Is there any other option that I'm missing that would speed this up?
EDIT: as James suggested, I tried implementing some kind of all_artists cached method (using the memcache add-on on heroku) and use it to match my strings against it:
artist_ids = self.all_cached.select{|a| downcase_array.include?(a.name)}.collect(&:id)
I gained very small db query time but total request time increased drastically:
Before: Completed 200 OK in 1853ms (Views: 164.2ms | ActiveRecord: 1476.3ms)
After: Completed 200 OK in 12262ms (Views: 169.2ms | ActiveRecord: 1200.6ms)
I'm getting similar results when I run it locally:
Before: Completed 200 OK in 405ms (Views: 75.6ms | ActiveRecord: 135.4ms)
After: Completed 200 OK in 3205ms (Views: 245.1ms | ActiveRecord: 126.5ms)

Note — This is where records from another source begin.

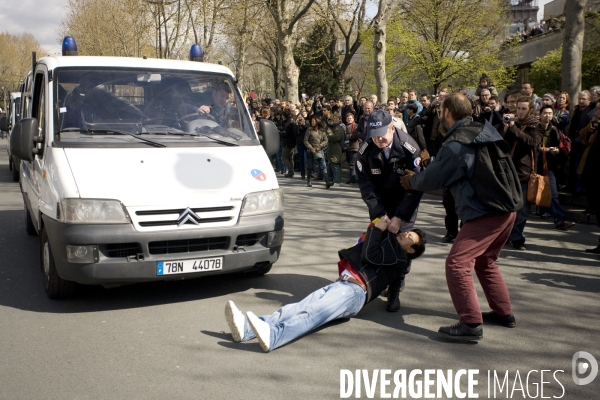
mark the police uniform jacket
[355,128,423,221]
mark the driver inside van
[196,82,231,127]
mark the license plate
[156,257,223,275]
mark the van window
[54,68,258,146]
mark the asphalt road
[0,136,600,400]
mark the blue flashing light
[190,44,204,62]
[62,36,78,56]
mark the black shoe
[513,242,527,251]
[440,233,456,243]
[385,290,400,312]
[438,322,483,342]
[585,244,600,254]
[481,311,517,328]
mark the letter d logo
[572,351,598,385]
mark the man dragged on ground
[225,218,426,352]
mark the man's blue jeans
[242,281,366,350]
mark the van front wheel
[246,262,273,276]
[40,229,77,299]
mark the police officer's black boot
[385,288,400,312]
[322,168,332,189]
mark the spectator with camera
[537,104,575,231]
[502,96,544,250]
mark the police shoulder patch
[402,142,417,154]
[358,142,369,154]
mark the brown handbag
[527,146,552,207]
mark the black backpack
[454,122,523,214]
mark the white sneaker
[246,311,271,353]
[225,300,246,342]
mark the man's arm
[354,148,387,219]
[507,125,544,147]
[410,142,473,192]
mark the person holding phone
[537,105,575,231]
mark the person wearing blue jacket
[401,94,516,341]
[225,218,426,352]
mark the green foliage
[528,46,600,93]
[294,21,340,98]
[364,0,515,93]
[528,12,600,93]
[527,46,562,93]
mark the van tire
[25,207,37,236]
[10,156,20,182]
[246,263,273,276]
[40,229,77,299]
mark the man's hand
[502,114,515,126]
[196,106,210,114]
[400,169,415,190]
[375,215,390,232]
[388,217,402,234]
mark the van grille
[135,206,234,228]
[148,236,229,254]
[100,243,142,258]
[139,217,232,228]
[235,233,265,247]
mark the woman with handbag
[537,105,575,231]
[326,113,346,188]
[304,115,329,187]
[503,96,544,250]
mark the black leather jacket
[338,226,410,304]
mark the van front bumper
[43,212,283,285]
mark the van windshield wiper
[58,128,167,147]
[189,132,239,146]
[152,131,239,146]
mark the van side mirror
[258,119,279,157]
[10,118,38,161]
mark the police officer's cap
[367,110,392,137]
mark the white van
[11,45,283,298]
[0,92,21,182]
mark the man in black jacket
[355,110,423,312]
[225,218,426,352]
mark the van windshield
[54,68,258,145]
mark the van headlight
[241,189,283,216]
[61,199,130,224]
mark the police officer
[355,110,423,312]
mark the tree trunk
[562,0,588,113]
[279,32,300,103]
[373,24,388,104]
[373,0,400,104]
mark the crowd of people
[219,79,600,352]
[247,74,600,254]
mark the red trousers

Putting the ActiveRecord times aside, it looks like taking the string matching off the query worsened my issue (and that's with as few as 100 strings). Or am I missing something?

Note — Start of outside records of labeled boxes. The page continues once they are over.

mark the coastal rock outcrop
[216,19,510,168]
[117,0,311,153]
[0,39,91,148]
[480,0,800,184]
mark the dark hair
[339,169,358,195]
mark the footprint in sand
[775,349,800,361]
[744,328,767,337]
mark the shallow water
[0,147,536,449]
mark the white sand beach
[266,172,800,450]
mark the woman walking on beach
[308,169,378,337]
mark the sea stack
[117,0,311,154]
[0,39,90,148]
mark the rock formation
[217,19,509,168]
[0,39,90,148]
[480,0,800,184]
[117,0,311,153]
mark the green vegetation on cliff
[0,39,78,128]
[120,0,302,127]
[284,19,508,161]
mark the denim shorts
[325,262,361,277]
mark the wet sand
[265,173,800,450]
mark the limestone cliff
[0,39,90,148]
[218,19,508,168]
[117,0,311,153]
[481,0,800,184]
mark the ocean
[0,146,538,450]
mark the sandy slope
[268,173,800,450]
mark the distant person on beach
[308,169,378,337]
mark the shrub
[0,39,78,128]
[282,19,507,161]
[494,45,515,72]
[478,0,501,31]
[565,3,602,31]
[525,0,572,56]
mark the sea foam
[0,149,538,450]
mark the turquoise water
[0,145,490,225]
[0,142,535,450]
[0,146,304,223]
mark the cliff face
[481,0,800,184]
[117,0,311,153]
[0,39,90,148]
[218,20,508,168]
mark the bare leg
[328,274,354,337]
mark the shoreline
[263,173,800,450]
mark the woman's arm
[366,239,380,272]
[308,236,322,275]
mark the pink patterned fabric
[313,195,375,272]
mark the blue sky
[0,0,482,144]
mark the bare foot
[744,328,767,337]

I also had a look at full-text search engines such as Sphinx but they definitely sound overkill, since I'm only searching through 1 single column...

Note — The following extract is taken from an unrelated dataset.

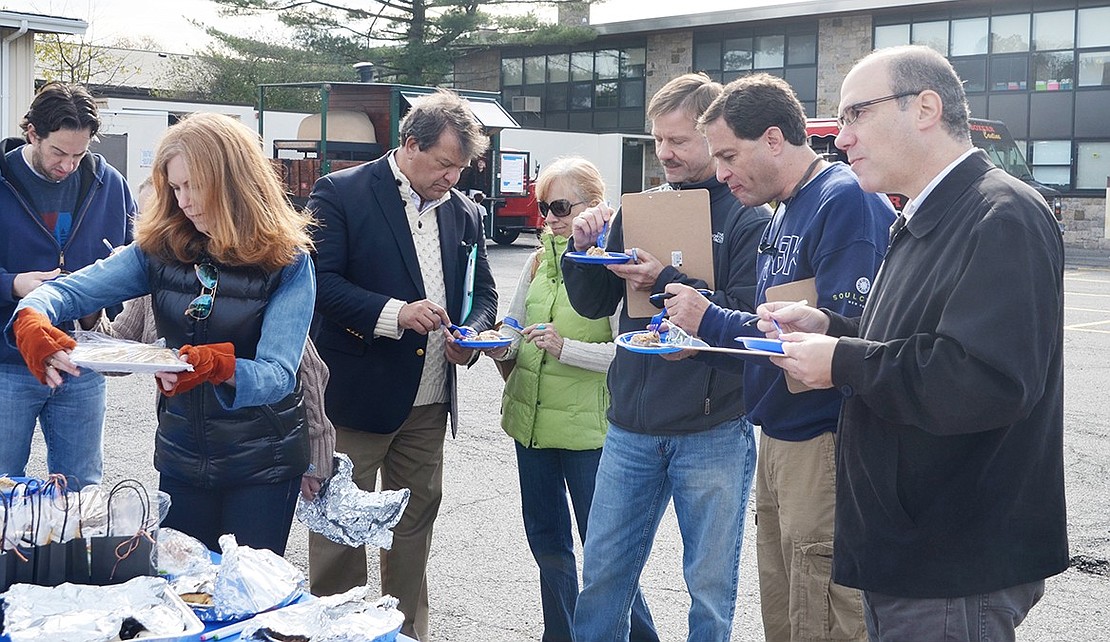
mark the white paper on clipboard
[620,190,715,319]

I ended up using Redis to store not only artist ids and names but the whole json response I return to the user. My Redis hash looks like this:
{"all_artists" => ["artistname1" => "json_response1", "artistname2" => "json_response2"...]}
I do the matching using the following (redis-rb gem):
REDIS.hmget("all_artists", *downcase_array)
That returns all the json strings (including the artist id, name, and upcoming concerts) for the corresponding artists without ever hitting the db. I'm obviously updating the Redis hash every time artists or concerts are updated.
And the resulting time difference (for 100 artists):
Before: Completed 200 OK in 1853ms (Views: 164.2ms | ActiveRecord: 1476.3ms)
Now: Completed 200 OK in 226ms (Views: 127.2ms | ActiveRecord: 48.7ms)
There is still some optimization left to be done but the string matching is definitely out of the way now.